# Do shells absorb UV as well as skin??



## Tortoise (Mar 29, 2013)

I was wondering if tortoises absorb UV through the shell or just their skin?

Today although it was cold here, my deck was in full sun and I took out some of my tortoises one by one and sat them on my knee in a tub warm water for a few mins as we are so sun deprived here.
They really seemed to really appreciate this.

Just a few feet of snow to melt yet hahaha!


----------



## StudentoftheReptile (Mar 29, 2013)

They certainly absorb heat and UV through their skin much more effectively through their skin. This is why they typically bask in the morning hours when the sun is at an angle.

This thread has some interesting insight: http://www.tortoisetrustforum.org/phpbb3_live/viewtopic.php?f=3&t=8079


----------



## Tortoise (Mar 29, 2013)

Thank so much, those images are a cause for concern.
It just shows that no matter what we do in captivity it isn't anywhere near the natural benefits of the sun.
I saw that angling the bulb was better as shown in the image but in most cases the MVB bulbs are not designed to work as well on an angle or perhaps they are more likely to fail when not flat?

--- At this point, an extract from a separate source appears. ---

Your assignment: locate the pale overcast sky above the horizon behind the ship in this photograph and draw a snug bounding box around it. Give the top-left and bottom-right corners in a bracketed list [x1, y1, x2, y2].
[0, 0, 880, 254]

I will keep up with my mini UV sauna baths on the deck whilst we wait for the higher temps I need to put out my tortoises here for longer periods.

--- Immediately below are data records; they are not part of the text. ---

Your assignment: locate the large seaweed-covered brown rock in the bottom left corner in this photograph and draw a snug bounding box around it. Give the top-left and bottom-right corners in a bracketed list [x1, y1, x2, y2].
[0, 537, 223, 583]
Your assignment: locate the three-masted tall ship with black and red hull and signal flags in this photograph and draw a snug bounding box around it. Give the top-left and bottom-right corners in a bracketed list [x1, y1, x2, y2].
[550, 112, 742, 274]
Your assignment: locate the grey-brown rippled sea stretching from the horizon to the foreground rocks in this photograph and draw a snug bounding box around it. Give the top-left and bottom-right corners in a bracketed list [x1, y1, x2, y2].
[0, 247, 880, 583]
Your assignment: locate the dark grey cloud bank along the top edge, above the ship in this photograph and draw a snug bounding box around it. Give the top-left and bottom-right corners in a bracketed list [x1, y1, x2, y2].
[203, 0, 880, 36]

Thanks I had never seen studies like that before, very interesting as well as concerning.


----------



## ulkal (Mar 29, 2013)

Thank you, Tortoise, for posing this question,I was wondering about that, too. 
Thanks to you too, Studentofthereptile, for posting this link.


----------



## Team Gomberg (Mar 29, 2013)

Wow what an article! Thanks. 

I am so glad to live in and keep tortoises is so cal. 

My Russian is outdoors full time and soon enough my leopard will be too.


----------



## Madkins007 (Mar 30, 2013)

I don't know of any study done as to whether they absorb UVB through the shell, although they certainly absorb heat that way. Most of the reference books I have access to suggest that if they DO absorb it though the shell, it is not as efficient as it is through the limbs.


----------